Soziodemografische Merkmale und lebensphasenspezifische Aspekte (hier insbesondere Erwerbstätigkeit versus Ruhestand) erklären vor allem das Ausmaß der Nutzungsintensität bzw. die Zugehörigkeit zur Gruppe der Onliner bzw. Offliner. Mit Blick auf grundlegende Haltungen zu Vertrauen und Sicherheit im Internet, die wesentlich bestimmen, wie sich Menschen im Internet bewegen und welche Vorbehalte, Ängste oder Kompetenzen dabei eine Rolle spielen, helfen diese Unterscheidungsmerkmale allerdings nicht weiter.

DIVSI erforscht daher die digitalen Lebenswelten der Menschen in Deutschland und entsprechende Konsequenzen für Handlungskorridore und Umsetzungspotenziale.

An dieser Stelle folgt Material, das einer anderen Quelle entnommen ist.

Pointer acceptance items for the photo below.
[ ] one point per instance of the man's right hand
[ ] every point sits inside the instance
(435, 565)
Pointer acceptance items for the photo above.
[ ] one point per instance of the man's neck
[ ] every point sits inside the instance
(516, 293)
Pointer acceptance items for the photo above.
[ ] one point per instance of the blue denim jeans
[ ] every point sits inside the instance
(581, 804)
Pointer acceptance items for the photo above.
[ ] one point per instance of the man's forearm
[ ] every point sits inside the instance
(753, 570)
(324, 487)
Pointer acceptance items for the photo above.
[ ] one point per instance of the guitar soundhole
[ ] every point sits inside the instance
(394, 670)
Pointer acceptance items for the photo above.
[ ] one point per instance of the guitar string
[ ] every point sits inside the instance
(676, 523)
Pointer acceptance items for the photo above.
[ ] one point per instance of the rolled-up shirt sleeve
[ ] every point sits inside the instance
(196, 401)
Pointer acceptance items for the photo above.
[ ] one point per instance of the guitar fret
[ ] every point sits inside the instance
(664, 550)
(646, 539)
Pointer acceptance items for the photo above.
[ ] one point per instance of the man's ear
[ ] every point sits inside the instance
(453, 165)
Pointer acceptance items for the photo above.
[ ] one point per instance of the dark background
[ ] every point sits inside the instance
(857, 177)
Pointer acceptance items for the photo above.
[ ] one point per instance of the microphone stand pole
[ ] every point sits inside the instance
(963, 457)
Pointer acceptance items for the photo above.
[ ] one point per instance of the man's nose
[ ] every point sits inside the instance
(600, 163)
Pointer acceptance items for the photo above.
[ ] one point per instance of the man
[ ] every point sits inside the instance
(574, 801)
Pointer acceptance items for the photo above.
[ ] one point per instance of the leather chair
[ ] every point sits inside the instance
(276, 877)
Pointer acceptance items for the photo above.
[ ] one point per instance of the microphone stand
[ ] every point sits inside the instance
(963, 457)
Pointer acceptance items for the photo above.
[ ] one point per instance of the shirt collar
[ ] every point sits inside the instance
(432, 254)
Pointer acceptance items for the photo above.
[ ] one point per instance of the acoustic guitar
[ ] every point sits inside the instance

Die 2012 daraus entstandenen DIVSI Internet-Milieus1 bilden die jeweils aktuelle digitale Alltagswirklichkeit in der Gesellschaft mit besonderem Fokus auf den Zusammenhängen „Vertrauen und Sicherheit im Internet“ ab.

Mit der DIVSI Milieu-Studie zu Vertrauen und Sicherheit im Internet wurde 2012 erstmals ein Modell zur Erfassung und Beschreibung digitaler Lebenswelten in Deutschland entwickelt. Die DIVSI Internet-Milieus ermöglichen es, die digitale Gesellschaft in ihrer Komplexität und Heterogenität zu verstehen und Differenzierungen auch jenseits soziodemografischer Merkmale zu erfassen. Mithilfe qualitativer und quantitativer Methoden der Sozialforschung wurden sieben Internet-Milieus identifiziert und in einem Modell verortet, das die vielfältigen Einstellungen zum Internet und entsprechende Nutzungsweisen bevölkerungsrepräsentativ typologisiert.

Die Darstellung der Internet-Milieus spannt sich anhand zweier Achsen auf, der sozialen Lage auf der vertikalen und der Einstellung zum Internet sowie der grundlegenden Werthaltung auf der horizontalen Achse. Je höher ein Internet-Milieu in dieser Grafik angesiedelt ist, desto gehobener sind Bildung und Einkommen. Je weiter rechts es angesiedelt ist, desto wichtiger und selbstverständlicher ist das Online-Sein.

Das Modell der DIVSI Internet-Milieus verknüpft somit Erkenntnisse auf verschiedenen Ebenen. Neben der sozioökonomischen Positionierung auf der vertikalen Achse (Einkommen, Bildung) bündelt die horizontale Achse drei weitere Ebenen:

  • Nutzungsintensität
  • Einstellung zum Internet
  • Grundlegende Werthaltungen

Durch die Verbindung dieser Ebenen wird die digitale Grundhaltung multiperspektivisch erfasst. Das Modell ist somit weit mehr als eine Nutzertypologie; es liefert eine anschauliche Kartografie der digitalen Gesellschaft.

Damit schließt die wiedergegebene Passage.